Families when brave enough to reach out for help are told that the services they need simply do not exist. Then others, like me, are sent from department to department, seeing staff not trained in spotting or supporting birth trauma or given treatment that isn’t right, doesn’t help at all, but instead makes it worse. Sadly some families pay the ultimate price, their loved one, no longer able to cope says goodbye to the world of suffering and pain that has become their life, and seek release in death.
It is time to act. We cannot any longer sit back and let families go on without the specialist support they need. We can not risk families being left without a mum or a dad because we failed them. Our beautiful children are precious, with them are our hopes and dreams, they deserve better. When families don’t get the support and treatment they need the result is devastated lives, it can steal years that can never be got back.
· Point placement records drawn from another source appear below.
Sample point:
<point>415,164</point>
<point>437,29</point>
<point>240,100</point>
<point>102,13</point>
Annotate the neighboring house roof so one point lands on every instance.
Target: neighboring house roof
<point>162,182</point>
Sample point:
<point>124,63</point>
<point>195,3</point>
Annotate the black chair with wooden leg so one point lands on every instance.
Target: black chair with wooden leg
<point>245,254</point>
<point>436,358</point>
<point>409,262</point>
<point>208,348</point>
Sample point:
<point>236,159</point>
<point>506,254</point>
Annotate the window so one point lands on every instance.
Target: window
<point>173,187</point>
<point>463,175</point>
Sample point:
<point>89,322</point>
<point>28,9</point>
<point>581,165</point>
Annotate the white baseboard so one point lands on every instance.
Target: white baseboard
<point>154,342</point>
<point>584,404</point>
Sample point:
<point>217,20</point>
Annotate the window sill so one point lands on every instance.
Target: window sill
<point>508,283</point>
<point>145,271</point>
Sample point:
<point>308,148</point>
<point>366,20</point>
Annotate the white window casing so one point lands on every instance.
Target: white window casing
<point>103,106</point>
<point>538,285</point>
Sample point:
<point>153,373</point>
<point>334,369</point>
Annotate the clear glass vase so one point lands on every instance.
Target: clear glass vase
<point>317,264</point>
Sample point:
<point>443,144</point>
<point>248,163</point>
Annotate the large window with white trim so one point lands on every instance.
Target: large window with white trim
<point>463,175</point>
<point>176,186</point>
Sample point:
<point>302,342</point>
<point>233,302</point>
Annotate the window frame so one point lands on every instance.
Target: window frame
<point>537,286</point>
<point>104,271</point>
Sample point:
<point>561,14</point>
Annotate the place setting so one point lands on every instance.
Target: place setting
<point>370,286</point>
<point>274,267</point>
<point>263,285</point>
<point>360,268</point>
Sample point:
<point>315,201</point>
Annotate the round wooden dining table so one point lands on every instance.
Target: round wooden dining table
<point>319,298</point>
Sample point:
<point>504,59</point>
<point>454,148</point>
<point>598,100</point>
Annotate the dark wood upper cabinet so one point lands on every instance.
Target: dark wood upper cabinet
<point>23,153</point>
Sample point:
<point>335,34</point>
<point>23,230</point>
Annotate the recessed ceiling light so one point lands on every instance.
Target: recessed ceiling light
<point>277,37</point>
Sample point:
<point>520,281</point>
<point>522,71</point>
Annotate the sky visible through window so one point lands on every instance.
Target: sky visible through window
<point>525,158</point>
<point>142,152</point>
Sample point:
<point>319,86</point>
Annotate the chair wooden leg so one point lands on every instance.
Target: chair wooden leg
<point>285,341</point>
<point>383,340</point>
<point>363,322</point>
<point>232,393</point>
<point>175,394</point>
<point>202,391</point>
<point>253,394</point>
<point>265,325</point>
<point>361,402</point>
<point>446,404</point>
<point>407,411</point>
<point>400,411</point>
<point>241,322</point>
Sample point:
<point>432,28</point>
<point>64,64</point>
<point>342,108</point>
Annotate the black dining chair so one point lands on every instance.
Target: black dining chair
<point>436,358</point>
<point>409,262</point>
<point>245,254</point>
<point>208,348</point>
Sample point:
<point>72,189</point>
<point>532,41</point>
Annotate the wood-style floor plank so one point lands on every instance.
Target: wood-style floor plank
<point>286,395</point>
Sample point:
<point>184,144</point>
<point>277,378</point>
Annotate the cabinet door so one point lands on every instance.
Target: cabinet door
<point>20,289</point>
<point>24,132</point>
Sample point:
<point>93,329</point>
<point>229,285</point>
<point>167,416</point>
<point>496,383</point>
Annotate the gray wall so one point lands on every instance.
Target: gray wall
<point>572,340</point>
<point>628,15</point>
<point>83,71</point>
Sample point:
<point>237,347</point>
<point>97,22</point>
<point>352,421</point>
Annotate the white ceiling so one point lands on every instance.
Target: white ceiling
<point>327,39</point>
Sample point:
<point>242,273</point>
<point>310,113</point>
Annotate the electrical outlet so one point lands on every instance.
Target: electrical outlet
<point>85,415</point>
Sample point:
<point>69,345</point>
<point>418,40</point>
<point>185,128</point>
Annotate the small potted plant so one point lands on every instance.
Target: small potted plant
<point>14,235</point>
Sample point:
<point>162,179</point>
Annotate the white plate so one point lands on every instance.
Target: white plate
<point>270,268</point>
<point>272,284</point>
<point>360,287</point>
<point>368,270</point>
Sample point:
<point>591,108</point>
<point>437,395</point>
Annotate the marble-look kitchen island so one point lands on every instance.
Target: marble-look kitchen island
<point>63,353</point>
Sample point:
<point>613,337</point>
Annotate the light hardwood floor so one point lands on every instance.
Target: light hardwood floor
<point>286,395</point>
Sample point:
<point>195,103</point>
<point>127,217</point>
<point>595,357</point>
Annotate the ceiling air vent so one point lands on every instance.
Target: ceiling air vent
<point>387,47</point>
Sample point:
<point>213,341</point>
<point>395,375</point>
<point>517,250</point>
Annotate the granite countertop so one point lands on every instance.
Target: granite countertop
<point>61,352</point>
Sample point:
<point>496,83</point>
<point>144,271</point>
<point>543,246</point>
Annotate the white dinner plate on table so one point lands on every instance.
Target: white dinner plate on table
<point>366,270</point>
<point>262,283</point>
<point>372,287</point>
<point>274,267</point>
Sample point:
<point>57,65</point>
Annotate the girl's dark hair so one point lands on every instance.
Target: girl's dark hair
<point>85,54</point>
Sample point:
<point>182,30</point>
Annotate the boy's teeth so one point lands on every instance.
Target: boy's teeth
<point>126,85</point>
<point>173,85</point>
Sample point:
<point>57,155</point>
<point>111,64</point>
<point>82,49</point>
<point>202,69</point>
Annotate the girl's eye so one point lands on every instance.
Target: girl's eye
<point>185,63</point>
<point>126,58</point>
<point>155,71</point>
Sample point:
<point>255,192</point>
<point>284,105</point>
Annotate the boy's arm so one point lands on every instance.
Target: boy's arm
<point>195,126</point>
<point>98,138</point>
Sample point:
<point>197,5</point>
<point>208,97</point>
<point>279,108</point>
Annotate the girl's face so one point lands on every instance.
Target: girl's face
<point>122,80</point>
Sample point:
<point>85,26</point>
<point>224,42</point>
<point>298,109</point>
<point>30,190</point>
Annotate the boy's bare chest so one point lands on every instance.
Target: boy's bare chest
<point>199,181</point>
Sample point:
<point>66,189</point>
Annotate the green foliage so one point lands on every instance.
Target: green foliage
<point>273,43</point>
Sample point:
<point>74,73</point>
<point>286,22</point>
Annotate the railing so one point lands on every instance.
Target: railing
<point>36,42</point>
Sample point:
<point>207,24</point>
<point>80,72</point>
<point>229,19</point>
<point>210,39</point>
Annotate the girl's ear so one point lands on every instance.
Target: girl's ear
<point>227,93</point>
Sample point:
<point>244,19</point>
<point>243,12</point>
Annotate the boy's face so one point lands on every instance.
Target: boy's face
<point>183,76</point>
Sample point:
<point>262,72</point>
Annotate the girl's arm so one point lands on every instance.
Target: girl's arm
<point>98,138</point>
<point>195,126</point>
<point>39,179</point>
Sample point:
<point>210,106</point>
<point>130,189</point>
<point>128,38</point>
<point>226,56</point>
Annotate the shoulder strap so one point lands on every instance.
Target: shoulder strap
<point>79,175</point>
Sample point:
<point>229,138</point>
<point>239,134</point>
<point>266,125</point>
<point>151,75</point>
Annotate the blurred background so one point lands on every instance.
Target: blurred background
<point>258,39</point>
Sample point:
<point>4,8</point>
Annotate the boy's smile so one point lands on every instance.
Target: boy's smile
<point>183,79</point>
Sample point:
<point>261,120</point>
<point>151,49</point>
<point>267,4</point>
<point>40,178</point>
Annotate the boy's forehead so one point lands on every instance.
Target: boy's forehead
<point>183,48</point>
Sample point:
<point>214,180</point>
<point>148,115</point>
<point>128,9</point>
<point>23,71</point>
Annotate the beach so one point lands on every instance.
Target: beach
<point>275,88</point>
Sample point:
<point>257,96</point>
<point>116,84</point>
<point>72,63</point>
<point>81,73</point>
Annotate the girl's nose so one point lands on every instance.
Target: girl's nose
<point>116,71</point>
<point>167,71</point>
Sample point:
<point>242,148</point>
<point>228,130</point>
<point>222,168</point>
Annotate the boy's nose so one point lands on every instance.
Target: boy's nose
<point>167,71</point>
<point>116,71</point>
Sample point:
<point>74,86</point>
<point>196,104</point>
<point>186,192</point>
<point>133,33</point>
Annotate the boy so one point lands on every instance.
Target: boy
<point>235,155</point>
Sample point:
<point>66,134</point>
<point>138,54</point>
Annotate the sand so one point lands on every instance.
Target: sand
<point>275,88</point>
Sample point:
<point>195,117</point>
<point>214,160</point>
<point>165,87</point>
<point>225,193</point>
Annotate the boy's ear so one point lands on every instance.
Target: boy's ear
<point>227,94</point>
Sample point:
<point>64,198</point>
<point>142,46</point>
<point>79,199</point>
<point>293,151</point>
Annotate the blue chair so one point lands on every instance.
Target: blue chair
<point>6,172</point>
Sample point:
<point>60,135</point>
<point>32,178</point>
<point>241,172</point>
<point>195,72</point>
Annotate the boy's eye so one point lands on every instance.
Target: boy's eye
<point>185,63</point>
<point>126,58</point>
It leads to isolation and feelings of guilt, damage to relationships, loss of jobs and physical illness. Families need support and it’s time that the focus is shifted to show those suffering they are not fighting the battle alone.
When I was at my lowest I was expected to fight my hardest
So what can we do?
When your going through the battle of birth trauma to fight, to keep asking and asking for help is exhausting, just to get through each day is hard enough. When I was at my lowest I was expected to fight my hardest. But we can be the voice they need, we can speak up about perinatal mental health and campaign for change. We need to keep pushing the NHS, local services and the wider government to see how important it is that there is specialist care available. We can also support those charities trying hard to help families.
If we have experience of birth trauma either as a sufferer or if we are someone that has cared for a loved one, we can share our stories, this helps reduce stigma and raise awareness. When we do this we make it easier for ones to ask for help and for those developing services to know what is needed to support those they care for. We also educate healthcare professionals and others who families rely on, and help them understand the battle that is birth trauma.
But what families also need is kindness and compassion, a caring touch and a helping hand. I can remember every person that said a kind word to me, but also those that didn’t say a word but just sat with me while I cried and held me tight. Let us help them to not feel alone, to know that ones care and that we believe enough is enough. We may not be able to take their pain away, but we can be a strength and a light in the darkest of times.
Yes it’s time to act on birth trauma. Join us, be a light in the dark and say Enough is Enough!